Только к вечеру 20 сентября германские войска получили вышестоящий приказ отойти от Львова. Но исполнить его не поспешили, потребовав от поляков сдать город не позднее 10 часов 21 сентября. При этом полякам было заявлено: «Если сдадите Львов нам – останетесь в Европе, если сдадите большевикам – станете навсегда Азией» [53; 322]. Видимо, приказ был передан вторично, ибо в ночь на 21 сентября германские войска начали всё-таки отходить от города. Их позиции занимались советскими войсками, которые готовились с утра начать штурм, т.к. переговоры с командованием гарнизона результатов не давали.

В 9.00 21 сентября штурм был начат, но приостановлен – поляки пожелали возобновить переговоры. К вечеру этого же дня польский гарнизон согласился на капитуляцию. На следующий день он сложил оружие. Советские войска вступили в город [53; 322-323].

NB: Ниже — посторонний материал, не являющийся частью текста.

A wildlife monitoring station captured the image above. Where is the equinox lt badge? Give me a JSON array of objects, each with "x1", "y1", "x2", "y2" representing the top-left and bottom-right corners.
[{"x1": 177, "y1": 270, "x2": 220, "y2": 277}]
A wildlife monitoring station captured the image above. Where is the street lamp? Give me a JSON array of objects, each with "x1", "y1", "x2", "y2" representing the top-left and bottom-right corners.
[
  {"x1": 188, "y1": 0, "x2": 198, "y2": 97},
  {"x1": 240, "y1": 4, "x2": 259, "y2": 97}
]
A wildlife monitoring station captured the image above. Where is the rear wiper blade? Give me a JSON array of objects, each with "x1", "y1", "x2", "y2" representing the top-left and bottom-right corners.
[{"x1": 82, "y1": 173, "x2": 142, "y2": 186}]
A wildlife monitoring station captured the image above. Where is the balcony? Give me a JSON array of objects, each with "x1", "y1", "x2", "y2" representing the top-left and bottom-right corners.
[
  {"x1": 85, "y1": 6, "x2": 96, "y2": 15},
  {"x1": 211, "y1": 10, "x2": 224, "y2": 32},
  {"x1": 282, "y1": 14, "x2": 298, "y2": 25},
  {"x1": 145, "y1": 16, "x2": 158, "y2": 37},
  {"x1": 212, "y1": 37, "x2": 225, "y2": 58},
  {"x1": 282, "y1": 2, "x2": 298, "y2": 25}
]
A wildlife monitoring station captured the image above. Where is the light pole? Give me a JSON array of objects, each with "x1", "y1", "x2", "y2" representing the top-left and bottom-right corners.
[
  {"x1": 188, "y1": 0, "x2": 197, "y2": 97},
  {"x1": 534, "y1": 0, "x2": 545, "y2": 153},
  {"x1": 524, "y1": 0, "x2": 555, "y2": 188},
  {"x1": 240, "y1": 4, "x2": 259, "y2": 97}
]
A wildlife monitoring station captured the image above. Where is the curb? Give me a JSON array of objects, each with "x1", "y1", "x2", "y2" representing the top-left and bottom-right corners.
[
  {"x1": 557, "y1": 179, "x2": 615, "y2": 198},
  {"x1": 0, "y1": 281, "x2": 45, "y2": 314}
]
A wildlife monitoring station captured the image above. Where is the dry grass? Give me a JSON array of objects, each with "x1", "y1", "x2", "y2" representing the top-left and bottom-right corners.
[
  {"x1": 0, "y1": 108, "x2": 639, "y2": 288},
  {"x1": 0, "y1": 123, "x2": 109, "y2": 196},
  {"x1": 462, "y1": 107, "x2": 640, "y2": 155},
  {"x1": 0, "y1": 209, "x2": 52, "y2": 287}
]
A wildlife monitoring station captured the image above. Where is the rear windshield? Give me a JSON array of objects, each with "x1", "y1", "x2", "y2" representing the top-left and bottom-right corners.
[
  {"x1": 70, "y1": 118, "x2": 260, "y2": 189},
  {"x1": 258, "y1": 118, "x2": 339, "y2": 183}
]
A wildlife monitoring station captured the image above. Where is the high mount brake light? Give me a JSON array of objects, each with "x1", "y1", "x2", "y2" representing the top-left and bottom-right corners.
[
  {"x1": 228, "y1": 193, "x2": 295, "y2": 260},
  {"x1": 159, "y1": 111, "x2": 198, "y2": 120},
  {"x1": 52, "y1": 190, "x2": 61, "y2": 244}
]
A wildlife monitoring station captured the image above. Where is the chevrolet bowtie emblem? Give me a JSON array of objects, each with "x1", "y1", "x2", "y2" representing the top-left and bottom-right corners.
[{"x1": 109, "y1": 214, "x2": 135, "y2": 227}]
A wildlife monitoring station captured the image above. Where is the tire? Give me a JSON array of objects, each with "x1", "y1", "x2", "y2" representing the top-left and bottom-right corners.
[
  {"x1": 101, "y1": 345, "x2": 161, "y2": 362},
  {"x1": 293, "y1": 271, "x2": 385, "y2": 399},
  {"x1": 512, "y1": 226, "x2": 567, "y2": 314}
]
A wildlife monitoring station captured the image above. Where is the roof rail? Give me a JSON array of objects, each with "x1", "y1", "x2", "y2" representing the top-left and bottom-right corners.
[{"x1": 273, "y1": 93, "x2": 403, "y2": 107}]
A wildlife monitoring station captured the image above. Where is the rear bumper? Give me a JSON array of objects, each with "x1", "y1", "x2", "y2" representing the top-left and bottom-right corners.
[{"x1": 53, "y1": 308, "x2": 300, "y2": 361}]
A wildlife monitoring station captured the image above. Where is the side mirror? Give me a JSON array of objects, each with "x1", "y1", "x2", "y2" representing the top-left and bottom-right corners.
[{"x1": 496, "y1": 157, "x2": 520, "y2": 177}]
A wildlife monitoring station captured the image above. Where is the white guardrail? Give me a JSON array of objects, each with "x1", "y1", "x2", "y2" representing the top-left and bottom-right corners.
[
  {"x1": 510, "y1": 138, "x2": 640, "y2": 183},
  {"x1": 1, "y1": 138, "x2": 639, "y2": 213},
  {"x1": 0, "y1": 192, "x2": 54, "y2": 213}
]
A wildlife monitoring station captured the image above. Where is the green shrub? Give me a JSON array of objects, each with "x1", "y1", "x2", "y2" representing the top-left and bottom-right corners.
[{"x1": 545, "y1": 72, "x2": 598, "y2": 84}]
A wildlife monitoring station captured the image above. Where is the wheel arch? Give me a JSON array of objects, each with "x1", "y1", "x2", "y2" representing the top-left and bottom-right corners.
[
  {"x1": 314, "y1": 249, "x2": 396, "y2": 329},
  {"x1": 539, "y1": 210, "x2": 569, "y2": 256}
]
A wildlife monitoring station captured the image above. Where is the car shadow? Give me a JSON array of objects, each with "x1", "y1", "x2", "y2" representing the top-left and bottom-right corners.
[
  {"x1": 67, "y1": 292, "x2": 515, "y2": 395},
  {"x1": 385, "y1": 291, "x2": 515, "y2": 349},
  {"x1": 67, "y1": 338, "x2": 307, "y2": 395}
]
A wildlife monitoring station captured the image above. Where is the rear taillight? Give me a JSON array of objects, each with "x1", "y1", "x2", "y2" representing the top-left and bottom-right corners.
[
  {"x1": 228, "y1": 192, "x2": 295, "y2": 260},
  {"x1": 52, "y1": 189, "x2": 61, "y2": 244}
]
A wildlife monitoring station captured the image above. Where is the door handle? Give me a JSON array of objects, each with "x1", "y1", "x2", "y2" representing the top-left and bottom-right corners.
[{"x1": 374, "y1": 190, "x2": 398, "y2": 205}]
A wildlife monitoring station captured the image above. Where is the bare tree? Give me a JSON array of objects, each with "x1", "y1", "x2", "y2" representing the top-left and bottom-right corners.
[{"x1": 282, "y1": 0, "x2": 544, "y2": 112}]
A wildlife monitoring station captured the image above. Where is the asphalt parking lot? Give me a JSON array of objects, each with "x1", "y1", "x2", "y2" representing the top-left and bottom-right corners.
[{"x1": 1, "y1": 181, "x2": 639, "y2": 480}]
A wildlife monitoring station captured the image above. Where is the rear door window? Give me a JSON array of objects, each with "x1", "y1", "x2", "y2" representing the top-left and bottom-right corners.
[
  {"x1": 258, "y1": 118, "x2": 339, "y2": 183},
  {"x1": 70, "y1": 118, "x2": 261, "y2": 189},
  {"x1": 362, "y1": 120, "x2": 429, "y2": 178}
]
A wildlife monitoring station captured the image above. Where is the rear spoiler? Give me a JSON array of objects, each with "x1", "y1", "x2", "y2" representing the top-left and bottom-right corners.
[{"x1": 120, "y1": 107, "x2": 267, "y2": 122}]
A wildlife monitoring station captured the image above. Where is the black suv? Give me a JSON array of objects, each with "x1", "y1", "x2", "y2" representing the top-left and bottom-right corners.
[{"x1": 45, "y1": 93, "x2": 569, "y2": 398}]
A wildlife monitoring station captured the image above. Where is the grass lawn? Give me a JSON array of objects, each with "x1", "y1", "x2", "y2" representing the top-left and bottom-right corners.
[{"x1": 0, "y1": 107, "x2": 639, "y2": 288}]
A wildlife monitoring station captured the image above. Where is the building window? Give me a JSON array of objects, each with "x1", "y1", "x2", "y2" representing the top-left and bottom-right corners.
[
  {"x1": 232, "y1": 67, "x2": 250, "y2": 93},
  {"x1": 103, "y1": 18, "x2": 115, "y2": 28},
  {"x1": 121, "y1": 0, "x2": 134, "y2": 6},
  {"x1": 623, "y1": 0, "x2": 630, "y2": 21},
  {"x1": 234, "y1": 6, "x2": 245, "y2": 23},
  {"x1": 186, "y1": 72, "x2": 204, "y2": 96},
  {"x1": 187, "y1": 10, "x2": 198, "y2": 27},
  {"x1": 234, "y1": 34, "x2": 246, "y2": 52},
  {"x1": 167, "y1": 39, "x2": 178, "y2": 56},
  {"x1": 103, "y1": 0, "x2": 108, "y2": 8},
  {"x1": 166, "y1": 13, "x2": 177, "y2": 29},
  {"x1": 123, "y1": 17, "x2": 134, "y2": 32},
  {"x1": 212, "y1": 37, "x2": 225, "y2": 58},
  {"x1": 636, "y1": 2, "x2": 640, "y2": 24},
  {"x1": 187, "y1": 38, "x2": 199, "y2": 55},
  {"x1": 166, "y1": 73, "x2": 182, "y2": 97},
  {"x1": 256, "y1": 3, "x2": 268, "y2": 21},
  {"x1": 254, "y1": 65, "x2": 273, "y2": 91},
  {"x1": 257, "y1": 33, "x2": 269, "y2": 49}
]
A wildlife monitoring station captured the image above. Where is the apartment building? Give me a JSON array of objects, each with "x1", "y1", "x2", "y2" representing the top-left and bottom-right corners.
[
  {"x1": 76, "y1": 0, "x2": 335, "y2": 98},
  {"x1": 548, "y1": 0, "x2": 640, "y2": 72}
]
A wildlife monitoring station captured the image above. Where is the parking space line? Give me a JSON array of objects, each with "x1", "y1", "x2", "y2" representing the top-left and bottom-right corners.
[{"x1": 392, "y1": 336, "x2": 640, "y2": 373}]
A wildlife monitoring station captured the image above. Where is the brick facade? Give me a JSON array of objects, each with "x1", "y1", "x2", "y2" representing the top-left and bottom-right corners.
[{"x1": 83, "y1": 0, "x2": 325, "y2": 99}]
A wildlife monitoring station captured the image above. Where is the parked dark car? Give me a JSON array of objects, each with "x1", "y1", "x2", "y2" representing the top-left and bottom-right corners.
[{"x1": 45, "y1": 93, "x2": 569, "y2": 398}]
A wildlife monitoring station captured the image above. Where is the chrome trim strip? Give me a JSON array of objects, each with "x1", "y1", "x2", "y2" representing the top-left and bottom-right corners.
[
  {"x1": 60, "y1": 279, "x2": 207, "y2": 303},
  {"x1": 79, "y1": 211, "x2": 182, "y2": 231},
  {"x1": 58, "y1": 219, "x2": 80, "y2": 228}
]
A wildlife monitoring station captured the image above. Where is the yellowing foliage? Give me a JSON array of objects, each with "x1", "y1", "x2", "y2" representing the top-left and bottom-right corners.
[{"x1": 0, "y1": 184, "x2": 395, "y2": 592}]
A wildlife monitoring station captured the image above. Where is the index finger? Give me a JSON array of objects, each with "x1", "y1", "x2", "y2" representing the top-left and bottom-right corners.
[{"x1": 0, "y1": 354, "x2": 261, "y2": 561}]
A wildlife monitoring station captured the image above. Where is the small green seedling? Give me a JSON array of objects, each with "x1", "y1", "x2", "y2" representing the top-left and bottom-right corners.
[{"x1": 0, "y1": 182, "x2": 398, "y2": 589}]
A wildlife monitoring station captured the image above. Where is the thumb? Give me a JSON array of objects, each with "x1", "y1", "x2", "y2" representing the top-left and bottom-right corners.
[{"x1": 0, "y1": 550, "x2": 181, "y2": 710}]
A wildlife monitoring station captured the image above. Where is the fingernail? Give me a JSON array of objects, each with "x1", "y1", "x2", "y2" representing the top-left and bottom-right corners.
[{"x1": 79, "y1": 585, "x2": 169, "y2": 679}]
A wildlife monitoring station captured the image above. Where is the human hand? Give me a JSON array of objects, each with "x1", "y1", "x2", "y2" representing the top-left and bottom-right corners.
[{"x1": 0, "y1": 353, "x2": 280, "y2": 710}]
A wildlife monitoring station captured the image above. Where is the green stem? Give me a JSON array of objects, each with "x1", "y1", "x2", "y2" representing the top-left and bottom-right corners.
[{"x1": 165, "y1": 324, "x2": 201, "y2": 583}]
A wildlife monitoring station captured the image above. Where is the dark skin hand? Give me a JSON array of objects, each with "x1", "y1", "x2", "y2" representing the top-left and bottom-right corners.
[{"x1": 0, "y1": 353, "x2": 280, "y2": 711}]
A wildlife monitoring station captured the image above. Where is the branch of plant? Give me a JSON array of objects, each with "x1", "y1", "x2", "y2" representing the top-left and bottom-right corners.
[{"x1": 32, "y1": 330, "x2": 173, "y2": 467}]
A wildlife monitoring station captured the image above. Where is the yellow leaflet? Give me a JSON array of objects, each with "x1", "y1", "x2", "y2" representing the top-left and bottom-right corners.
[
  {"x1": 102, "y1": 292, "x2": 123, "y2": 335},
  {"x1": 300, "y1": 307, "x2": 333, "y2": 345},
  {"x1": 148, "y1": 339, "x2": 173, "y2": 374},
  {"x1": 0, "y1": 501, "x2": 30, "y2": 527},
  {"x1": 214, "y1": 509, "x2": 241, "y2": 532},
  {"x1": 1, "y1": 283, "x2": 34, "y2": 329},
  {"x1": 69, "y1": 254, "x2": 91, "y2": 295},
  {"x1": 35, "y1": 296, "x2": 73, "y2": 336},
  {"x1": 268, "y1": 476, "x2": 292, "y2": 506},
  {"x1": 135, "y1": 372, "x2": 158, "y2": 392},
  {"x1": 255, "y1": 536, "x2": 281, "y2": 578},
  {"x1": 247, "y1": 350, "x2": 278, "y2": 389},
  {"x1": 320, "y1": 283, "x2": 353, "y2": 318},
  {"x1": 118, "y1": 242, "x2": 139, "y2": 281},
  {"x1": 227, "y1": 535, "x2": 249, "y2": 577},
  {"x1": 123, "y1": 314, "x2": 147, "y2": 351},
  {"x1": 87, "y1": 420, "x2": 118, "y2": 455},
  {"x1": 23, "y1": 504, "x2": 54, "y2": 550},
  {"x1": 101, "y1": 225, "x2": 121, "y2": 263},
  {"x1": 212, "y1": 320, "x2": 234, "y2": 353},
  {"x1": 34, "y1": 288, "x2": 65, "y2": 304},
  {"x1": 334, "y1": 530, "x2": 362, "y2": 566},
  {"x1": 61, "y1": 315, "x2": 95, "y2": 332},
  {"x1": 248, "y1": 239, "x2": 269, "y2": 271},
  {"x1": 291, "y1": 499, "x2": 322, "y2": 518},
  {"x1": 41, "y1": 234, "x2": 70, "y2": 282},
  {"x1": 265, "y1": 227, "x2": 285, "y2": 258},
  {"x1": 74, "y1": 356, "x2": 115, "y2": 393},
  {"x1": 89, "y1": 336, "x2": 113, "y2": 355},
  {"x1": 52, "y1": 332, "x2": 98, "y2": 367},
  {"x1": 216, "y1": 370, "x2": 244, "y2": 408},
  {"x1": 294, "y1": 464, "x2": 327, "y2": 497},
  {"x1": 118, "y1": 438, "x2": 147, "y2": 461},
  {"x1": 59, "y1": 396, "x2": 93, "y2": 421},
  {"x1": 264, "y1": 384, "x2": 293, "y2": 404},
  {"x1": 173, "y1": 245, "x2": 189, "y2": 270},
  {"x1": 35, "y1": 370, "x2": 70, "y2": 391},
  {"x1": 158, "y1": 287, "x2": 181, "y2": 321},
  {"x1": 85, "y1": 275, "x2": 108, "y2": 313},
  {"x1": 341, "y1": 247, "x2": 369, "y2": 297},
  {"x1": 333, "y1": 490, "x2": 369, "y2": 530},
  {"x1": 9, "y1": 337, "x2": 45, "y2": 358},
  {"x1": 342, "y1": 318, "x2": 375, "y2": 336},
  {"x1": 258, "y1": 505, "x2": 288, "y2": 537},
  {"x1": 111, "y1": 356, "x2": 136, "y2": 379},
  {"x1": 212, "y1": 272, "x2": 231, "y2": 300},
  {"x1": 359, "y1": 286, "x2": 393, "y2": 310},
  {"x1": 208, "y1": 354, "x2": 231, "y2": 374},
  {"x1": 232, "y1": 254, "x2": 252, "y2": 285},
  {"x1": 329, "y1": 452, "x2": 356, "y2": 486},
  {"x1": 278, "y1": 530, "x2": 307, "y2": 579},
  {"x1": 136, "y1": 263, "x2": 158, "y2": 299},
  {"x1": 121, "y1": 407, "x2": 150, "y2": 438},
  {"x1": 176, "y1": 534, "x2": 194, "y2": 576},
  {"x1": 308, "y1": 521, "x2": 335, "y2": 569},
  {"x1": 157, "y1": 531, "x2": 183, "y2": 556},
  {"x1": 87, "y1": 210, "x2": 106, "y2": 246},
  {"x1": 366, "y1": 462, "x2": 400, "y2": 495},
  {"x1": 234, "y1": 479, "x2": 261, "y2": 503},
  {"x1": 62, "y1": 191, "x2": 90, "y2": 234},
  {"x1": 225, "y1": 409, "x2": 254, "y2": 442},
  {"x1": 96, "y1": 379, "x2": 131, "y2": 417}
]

Так выглядели львовские события на уровне войск, штурмовавших город, на уровне командования Украинским фронтом и германской группой армий «Юг». А вот как они выглядели на уровне высшего военного и политического руководства двух стран. С ночи 20 сентября 1939 года германский военный атташе в Москве генерал-лейтенант Э. Кестринг пытался урегулировать ситуацию под Львовом. В 00.30. Кестринг по телефону сообщил:

«1. Восточнее Львова советские танки столкнулись с немецкими войсками. Есть жертвы. Идёт спор о том, кто должен занять Львов. Наши войска не могут отходить, пока не уничтожены польские войска. 2. Германское командование просит: а) Принять меры к урегулированию этого вопроса путём посылки туда делегата; б) Иметь на танках какие-то отличительные знаки; в) С осторожностью подходить к демаркационной линии» [53; 328].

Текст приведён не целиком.